- RING finger ubiquitin ligases are a major class of E3 ubiquitin ligases that mediate protein ubiquitination within the ubiquitin–proteasome system.
- The term “RING” comes from “Really Interesting New Gene”, the name first given to the motif when it was discovered. The RING finger domain is a specialized type of zinc-binding domain characterized by a conserved arrangement of cysteine and histidine residues that coordinate two zinc ions in a “cross-brace” structure. This compact fold stabilizes the domain and is essential for binding to ubiquitin-conjugating enzymes (E2s) and for the transfer of ubiquitin to substrates.
- Unlike HECT-type ligases, which form a covalent intermediate with ubiquitin, RING ligases do not directly bind ubiquitin during the transfer process. Instead, they act as molecular scaffolds, bringing the ubiquitin-loaded E2 (E2~Ub) enzyme into close proximity with the substrate protein.

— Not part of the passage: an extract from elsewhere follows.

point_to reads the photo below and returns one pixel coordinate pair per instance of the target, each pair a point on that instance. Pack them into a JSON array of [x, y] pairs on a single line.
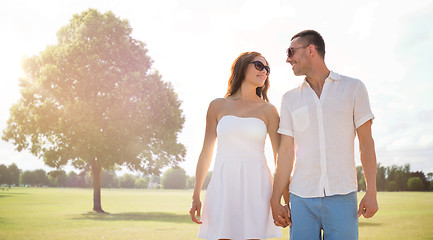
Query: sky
[[386, 44]]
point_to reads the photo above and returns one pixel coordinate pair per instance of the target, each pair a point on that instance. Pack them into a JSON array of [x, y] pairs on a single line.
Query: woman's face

- By positioning the E2 and the substrate correctly, RING ligases facilitate the direct transfer of ubiquitin from the E2 to a lysine residue (or the N-terminus) of the substrate. This mechanism allows for rapid and efficient ubiquitination, and in many cases enables the assembly of ubiquitin chains of specific linkage types.
- RING ligases are extremely diverse and constitute the largest group of E3 ligases in eukaryotes. In humans, more than 600 E3 ligases have been identified, and the majority belong to the RING-type family. They can exist as single polypeptides (single-subunit ligases, e.g., MDM2) or as components of large multi-subunit complexes that provide modular substrate recognition (e.g., the SCF complex [Skp1–Cullin–F-box] and the APC/C [Anaphase-Promoting Complex/Cyclosome]). This structural versatility allows RING ligases to regulate an enormous range of cellular proteins.
- Functionally, RING finger ligases control virtually every aspect of cell biology. They regulate cell cycle progression by marking cyclins and checkpoint regulators for degradation. They are essential for DNA repair and replication, where they modify repair factors and histones. In the immune system, RING ligases help shape innate and adaptive responses, while in neurons they regulate synaptic plasticity and protein quality control. One of the most studied RING ligases is MDM2, which ubiquitinates the tumor suppressor protein p53, tightly controlling its stability and activity. Another example is Parkin, a RING-type ligase involved in mitochondrial quality control, mutations of which are linked to familial forms of Parkinson’s disease.
- Because of their central role in cellular regulation, defects in RING ligases are associated with a wide range of diseases, including cancer, neurodegeneration, immune disorders, and infectious diseases. Many viruses encode their own RING-like proteins or hijack host RING ligases to subvert cellular defenses. From a therapeutic standpoint, RING ligases have become attractive drug targets. In addition, the emerging technology of PROTACs (proteolysis-targeting chimeras) specifically exploits RING ligases such as CRBN and VHL, redirecting them to degrade disease-causing proteins.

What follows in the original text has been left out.